Senator Ted Cruz (R-Texas) would have been much better at draining the swamp. So would Senator Tom Cotton (R-Ark.). These highly-intelligent men understand the law and administrative procedure and how to run a bureaucracy. Trump didn’t. He paid little attention to the rules and processes of governing. Senator Marco Rubio (R-Fla.) also has a better grasp of these things than Trump does.
An administration can’t just suddenly change most regulations, even if they are bad. It usually has to go through the procedures mandated by the Administrative Procedure Act, such as “notice and comment,” before pulling even a bad regulation. These procedures are detailed and time-consuming, but if they are ignored, someone can sue the government to overturn its regulatory changes, as often happened during the Trump administration.
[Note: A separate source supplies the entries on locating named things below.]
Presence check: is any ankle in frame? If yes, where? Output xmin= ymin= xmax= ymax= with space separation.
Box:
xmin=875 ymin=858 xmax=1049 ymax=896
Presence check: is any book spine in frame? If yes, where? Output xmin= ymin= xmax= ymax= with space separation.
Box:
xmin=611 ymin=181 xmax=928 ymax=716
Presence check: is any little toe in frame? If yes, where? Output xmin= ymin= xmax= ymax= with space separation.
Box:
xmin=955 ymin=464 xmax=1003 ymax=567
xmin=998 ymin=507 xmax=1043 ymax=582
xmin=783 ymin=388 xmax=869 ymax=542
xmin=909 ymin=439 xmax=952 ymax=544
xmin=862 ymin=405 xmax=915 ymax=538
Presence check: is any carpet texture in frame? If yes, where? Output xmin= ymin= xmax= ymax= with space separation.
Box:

Due to its lack of understanding of administrative law, the Trump administration failed to rescind most of the burdensome rules and regulations imposed during the Obama administration. The Obama administration imposed a flood of rules and regulations on American business and our educational sector, harming economic growth and driving up costs to consumers and students.
The Trump administration repealed many of the bad rules, but often in procedurally improper or sloppy ways that led to judges blocking the rules changes and reinstating the bad rules.
On the bright side, most agencies under Trump stopped issuing burdensome rules and regulations, heeding instructions from the White House. That kept things from getting even worse, the way they did under the Obama and Biden administrations. It improved health and safety in some ways. And Trump’s policies enabled a long economic recovery to continue, contrary to the predictions of some economists that a recession was inevitable and overdue given how long the economic recovery had been underway.
With fewer new regulations to keep track of under Trump, businesses were able to expand and grow under Trump, resulting in improved quarterly growth. But the economy would have grown even faster if Trump had managed to get rid of more existing bad rules and regulations, rather than just not imposing new burdensome rules and red tape.